YudongGuo / AD-NeRF

This repository contains a PyTorch implementation of "AD-NeRF: Audio Driven Neural Radiance Fields for Talking Head Synthesis".
MIT License
1.03k stars 173 forks source link

About applying AudioAttNet only after 300k steps #14

Closed jerry0317 closed 3 years ago

jerry0317 commented 3 years ago

Hi Yudong,

Thanks for releasing your code for the audio-driven NeRF! I love the idea of using NeRF to solve this problem, and your implementation is pretty decent and neat.

I have a question in your implementation. I observed that the AudioAttNet is not applied in the first 300k steps (or more specifically, the values given by args.nosmo_iters, default to be 300k), and only applied after the 300k steps. That basically means it will not be used in the HeadNeRF training (which default to have 300k steps at max) and only in TorsoNeRF combined training. May I kindly ask the reason behind this way of implementation? And/or is there a reason to choose 300k as a specific point to apply AudioAttNet?

Thanks in advance!

YudongGuo commented 3 years ago

Hi Jerry,

Thanks for your kind words. It's my mistake that set N_iters not greater than nosmo_iters in HeadNeRF. Thanks for pointing out this. Also note that in this implementation the AudioNet and AudioAttNet are only trained in HeadNeRF, and they are fixed during TorsoNeRF training.
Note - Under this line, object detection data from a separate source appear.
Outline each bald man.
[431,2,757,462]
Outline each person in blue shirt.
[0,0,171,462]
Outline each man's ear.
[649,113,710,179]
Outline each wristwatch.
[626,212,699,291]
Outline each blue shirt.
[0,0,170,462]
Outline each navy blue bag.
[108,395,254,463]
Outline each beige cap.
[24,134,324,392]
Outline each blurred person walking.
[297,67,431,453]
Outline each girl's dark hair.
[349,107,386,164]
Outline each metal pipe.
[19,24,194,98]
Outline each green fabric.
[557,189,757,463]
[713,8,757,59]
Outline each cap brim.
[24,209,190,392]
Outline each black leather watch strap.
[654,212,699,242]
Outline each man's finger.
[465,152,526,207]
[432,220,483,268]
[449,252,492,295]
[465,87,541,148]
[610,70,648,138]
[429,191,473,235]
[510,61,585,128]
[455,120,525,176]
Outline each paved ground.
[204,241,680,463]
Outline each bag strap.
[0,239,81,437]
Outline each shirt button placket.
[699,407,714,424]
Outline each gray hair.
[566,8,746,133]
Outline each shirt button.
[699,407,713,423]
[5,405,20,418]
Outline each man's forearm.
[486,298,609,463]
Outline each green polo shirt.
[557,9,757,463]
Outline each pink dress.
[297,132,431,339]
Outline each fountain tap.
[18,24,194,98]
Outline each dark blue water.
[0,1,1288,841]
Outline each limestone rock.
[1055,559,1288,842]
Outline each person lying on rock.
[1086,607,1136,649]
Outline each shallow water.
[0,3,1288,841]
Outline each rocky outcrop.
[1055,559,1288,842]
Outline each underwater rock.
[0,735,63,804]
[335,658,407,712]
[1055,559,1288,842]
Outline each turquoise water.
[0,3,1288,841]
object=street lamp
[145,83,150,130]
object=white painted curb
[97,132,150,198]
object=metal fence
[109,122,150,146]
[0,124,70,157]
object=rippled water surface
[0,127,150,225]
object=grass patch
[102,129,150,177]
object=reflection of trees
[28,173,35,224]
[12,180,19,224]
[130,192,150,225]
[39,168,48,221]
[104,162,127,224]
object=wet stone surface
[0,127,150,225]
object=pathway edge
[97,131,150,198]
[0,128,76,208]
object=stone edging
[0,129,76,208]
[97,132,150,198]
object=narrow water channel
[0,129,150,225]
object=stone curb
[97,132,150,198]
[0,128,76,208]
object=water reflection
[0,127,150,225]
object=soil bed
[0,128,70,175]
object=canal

jerry0317 commented 3 years ago

Hi Yudong,

Thanks for your quick reply. May I ask is there a particular reason that AudioAttNet is trained only after 300k (or args.nosmo_iters) steps?

YudongGuo commented 3 years ago

Hi Jerry,

There is no particular reason for this strategy. We just want to make the network first learn to predict reasonable neural radiance fields for each frame and then learn to smooth the prediction. I didn't try to train the AudioAttNet at the beginning, while I think they will produce similar results.

jerry0317 commented 3 years ago

Hi Yudong,

Got it - it's good to know that, thanks!